First Letter to Art - Human Nature, Technology, and Blown Up Babies
I'm happy to be writing to you in this new format, in these times. I think it feels like taking a coat of fresh paint to refresh my perspective on things and what better way to do it than in a new platform like Zonelets? [Note: This is now on AltSalt, which is a fine platform as well, ha]
This platform invokes a lot of technology, but as I approach my 31st birthday this Friday, I'm feeling many layers of emotions that are hard to parse through (Charlie Brown style).
Here's a list of things that have got me down on my birthday:
- Socioeconomic Upheaval
- Living with my family again
It definitely feels hard to be celebrating anything during these times! But ultimately even when I think of all these things I still try to find hope, and I would like to articulate some of those things that I look to that give me that hope.
Somehow, I think a lot of things really come down to the things that I'm learning as I'm being around my family. I've been back with them for the past several months to recover after grad school, but ultimately they bring forth a lot of deep memories and feelings within me. Pains, for all the mistakes they've made, but also hope at the same time, since ultimately many people are just like them, all trying their best to make the best lives for their families and children, but getting mixed up in the world.
Despite what platforms like social media might have us believe, I truly believe that only a very small percentage of the population does not have any empathy for other people. We, as any New Yorker knows, tend to go into our own worlds and walk as if we don't even see each other, but as soon as we see someone fall down in the street, you'll see people flock over to help, as if we're broken from our spell. And then, we all just move on. People are like that on a macro level too I think. Most of us would never truly wish harm on other people especially if we see that affect right in front of us, it's only when we are confused or angry or frustrated or misled that we end up losing empathy for others... Ultimately, the majority of people wish each other peace and goodwill, and it's only when our lines of communication break that we feel we can become cruel to each other...
That's my hope anyway!
I've talked a little about technology with you, so I won't dwell on that too much, and socioeconomic upheaval is way too big a conversation for me to talk about. But something that I think connects these things has been something I haven't brought up, neither in our past conversations nor in this writing so far, and it's that I've been taking an interest in the principles of child development, parenting, and psychology. Maybe the easiest entry point I can think of for all this is the idea that children need to live as children first. This might sound funny, but have you seen "Honey I Blew up the Kid?"

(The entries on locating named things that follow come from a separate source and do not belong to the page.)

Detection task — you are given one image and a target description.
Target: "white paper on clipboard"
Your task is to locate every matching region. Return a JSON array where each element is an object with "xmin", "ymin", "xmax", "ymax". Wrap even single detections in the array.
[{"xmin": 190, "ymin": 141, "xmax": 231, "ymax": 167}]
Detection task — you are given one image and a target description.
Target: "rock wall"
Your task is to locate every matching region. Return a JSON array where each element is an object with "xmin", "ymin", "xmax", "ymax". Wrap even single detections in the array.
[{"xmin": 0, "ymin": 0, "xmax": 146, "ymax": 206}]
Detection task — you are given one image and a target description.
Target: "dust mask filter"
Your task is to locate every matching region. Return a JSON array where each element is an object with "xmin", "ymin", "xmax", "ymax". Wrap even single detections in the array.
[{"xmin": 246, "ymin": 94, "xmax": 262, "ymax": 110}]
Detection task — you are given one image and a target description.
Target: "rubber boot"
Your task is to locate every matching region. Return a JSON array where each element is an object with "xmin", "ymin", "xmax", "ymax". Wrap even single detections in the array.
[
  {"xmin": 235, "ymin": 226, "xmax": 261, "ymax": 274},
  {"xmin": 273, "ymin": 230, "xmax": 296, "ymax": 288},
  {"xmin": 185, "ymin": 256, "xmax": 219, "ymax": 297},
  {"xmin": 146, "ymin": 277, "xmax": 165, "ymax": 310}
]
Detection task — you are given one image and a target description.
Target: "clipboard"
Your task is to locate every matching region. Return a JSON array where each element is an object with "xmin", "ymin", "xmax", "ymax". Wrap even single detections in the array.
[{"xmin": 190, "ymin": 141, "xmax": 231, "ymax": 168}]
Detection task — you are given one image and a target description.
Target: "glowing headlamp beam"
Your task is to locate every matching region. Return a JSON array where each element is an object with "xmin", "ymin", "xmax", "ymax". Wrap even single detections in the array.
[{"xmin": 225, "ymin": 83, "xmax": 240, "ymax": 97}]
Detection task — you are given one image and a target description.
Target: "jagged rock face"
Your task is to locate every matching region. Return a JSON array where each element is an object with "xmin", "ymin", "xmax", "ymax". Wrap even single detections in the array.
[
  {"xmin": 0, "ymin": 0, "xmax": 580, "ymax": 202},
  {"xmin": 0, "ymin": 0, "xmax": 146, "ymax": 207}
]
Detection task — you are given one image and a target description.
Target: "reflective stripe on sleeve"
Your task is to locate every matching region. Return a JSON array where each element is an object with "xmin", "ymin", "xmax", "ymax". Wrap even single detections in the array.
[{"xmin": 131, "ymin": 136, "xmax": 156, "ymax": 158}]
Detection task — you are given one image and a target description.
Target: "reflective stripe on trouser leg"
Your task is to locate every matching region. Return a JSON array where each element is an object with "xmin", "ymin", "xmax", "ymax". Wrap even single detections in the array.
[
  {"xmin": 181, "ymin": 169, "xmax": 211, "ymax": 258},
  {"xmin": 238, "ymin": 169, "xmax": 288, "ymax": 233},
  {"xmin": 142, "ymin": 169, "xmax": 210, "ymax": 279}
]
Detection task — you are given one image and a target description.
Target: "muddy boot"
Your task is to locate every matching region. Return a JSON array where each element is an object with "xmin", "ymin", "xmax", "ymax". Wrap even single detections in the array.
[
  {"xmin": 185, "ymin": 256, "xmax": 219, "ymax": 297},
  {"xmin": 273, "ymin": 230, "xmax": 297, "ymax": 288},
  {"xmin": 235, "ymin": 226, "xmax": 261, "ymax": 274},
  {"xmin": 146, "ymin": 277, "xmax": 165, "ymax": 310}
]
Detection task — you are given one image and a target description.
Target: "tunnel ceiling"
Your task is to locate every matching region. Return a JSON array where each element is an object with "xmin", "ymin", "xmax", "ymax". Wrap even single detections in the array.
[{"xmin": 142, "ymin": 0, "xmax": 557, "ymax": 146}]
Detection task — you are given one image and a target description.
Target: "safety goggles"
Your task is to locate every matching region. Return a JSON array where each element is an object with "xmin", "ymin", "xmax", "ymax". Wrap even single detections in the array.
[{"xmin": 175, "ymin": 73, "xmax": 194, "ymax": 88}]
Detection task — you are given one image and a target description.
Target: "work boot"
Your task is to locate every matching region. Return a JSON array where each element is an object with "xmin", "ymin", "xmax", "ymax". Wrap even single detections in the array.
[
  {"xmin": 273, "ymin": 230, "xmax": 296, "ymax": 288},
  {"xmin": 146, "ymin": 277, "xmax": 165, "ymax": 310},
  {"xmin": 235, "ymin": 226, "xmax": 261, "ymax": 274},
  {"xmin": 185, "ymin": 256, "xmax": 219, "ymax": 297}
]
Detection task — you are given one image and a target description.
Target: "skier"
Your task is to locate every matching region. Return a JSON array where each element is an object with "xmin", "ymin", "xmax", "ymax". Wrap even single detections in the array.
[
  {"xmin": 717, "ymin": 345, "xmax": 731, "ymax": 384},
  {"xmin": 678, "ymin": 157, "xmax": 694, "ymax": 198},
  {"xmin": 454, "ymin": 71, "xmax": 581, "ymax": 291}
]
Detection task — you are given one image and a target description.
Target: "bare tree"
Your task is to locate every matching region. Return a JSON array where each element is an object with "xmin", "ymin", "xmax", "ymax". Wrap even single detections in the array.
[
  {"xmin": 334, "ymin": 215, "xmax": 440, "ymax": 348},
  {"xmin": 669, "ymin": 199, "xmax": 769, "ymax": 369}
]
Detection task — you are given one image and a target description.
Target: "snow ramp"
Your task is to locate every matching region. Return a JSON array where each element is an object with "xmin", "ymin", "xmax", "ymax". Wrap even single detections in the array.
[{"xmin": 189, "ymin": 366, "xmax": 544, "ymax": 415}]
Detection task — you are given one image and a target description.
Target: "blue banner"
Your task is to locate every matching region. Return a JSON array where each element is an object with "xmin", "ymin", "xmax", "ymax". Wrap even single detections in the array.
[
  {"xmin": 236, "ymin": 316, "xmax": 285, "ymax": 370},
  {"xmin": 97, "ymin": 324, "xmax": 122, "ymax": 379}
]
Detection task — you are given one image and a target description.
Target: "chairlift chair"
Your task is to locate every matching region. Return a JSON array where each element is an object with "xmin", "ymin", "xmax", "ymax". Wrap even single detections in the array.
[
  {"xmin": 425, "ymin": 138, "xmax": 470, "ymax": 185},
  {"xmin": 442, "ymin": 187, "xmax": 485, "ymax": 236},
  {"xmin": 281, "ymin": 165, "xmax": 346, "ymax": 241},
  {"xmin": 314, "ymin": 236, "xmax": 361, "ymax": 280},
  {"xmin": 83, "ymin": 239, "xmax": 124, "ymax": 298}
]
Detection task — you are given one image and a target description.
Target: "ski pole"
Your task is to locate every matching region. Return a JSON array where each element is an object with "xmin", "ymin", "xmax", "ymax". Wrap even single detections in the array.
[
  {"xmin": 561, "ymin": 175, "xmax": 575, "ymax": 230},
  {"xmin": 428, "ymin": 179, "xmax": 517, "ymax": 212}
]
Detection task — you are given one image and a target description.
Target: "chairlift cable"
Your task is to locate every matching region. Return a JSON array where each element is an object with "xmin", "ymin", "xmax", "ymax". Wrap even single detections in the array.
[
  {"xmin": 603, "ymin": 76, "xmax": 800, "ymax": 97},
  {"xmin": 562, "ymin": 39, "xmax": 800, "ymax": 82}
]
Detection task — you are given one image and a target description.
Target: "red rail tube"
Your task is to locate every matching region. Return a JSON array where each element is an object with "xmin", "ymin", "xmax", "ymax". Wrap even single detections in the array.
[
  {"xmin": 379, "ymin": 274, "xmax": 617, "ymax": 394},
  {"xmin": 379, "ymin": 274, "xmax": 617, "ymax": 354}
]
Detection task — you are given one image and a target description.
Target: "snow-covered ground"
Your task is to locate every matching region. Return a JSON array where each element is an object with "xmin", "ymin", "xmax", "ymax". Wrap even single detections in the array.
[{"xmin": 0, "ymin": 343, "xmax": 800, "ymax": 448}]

"Honey I Blew Up the Kid" if you don't know, is a sequel to the hit 80s live action Disney film "Honey, I Shrunk the Kids." In "Honey, I Shrunk the Kids" a goofy scientist father Wayne Szalinski, played by Rick Moranis, accidentally leaves his experimental shrink ray on and his children end up getting shrunk to ant size and must find their way home from their backyard. It's a technical marvel and became the basis for a Disney theme parks attraction. "Honey I Blew Up the Kid" is the sequel to this movie with a reversal, where a toddler is blown up to 50 feet high and begins to walk towards downtown Las Vegas, filled with product placement for the Hard Rock Cafe amongst other things. I actually consider it the better movie, but that's besides the point.
My point that I want to get to is that I love how this movie uses this sci-fi analogy for what happens when a child grows up too fast. The baby is still psychologically a toddler, so he thinks a truck is a toy truck, and he thinks a giant guitar sign at the Hard Rock Cafe is a guitar. But ultimately, he's still a child, so when he gets inevitably gets injured, he cries, and the audience feels sorry for him, because even though he's really big, he's not capable of being responsible. At that point, they realize the solution to stopping the baby is to send in mama, because that's the only thing the baby will respond to.
My point is a little on the nose here, but I think that lots of things in society are in this constant balancing act to rush children to become mature and responsible adults who can fend for themselves. This dysfunction is not only present in something like a sci fi contraption like a shrink ray, but also in how we push kids to think about college or careers from a young age, or how we punish them for being creative because we want them to have a stable career, or how we punish boys for being sensitive because men don't show their emotions ("man up" and all that).
I think this kind of problem in society has been a tricky balancing act in different eras, the problem of wanting our children to have a childhood, but also want them to be ready for adulthood. I do think with our current era, however, technology takes things to a whole new dimension, where parents are unable to keep up with the young crowd, with rapid change within a single generation. If a younger cousin or a niece or nephew were having struggles with something like cyberbullying or social media, I don't think most parents would even know how to begin to approach dealing with those things, whether from an emotional perspective or a technological perspective, and I think a lot of young people have to look to half a generation above them. I sense that now with many Gen Z friends looking to their Millennial friends for advice.
Anyway, the hope that I get is that young people are able to learn quicker and more capably than their predecessors with faster technology, dialogs, and better toolsets to converse. It's really remarkable, like you said last week in our chat about the students nowadays. It's also a bit terrifying as a slightly older person! But I think we, as any older generation, can only hope to shepherd the younger generation as best we can and have faith they'll make the right decisions. We can guide them, but ultimately our responsibility is to leave the future in the hands of young people (whose hands it was always in the whole time). We just have to be ready to show up like their mama or papa when the babies are in danger of getting themselves hurt.
I also think that this kind of balancing problem of allowing things to mature before they become adults is also prevalent in how we approach creating technology, and I think there's a thesis to be made that a lot of our problems in technology are as fundamental as the issues that a child faces psychologically... but I think that's a whole point to discuss for another piece entirely. I wanted to keep this first piece of writing short.
I also sense your perspective on going back to basics and getting away from the bloat of modern living, beyond just technology, is also going to be insightful in our conversations. I've already sensed that in our talks about growing gardens and such.
Anyway, like I said, I don't want to keep too long, so I'll eagerly await your response.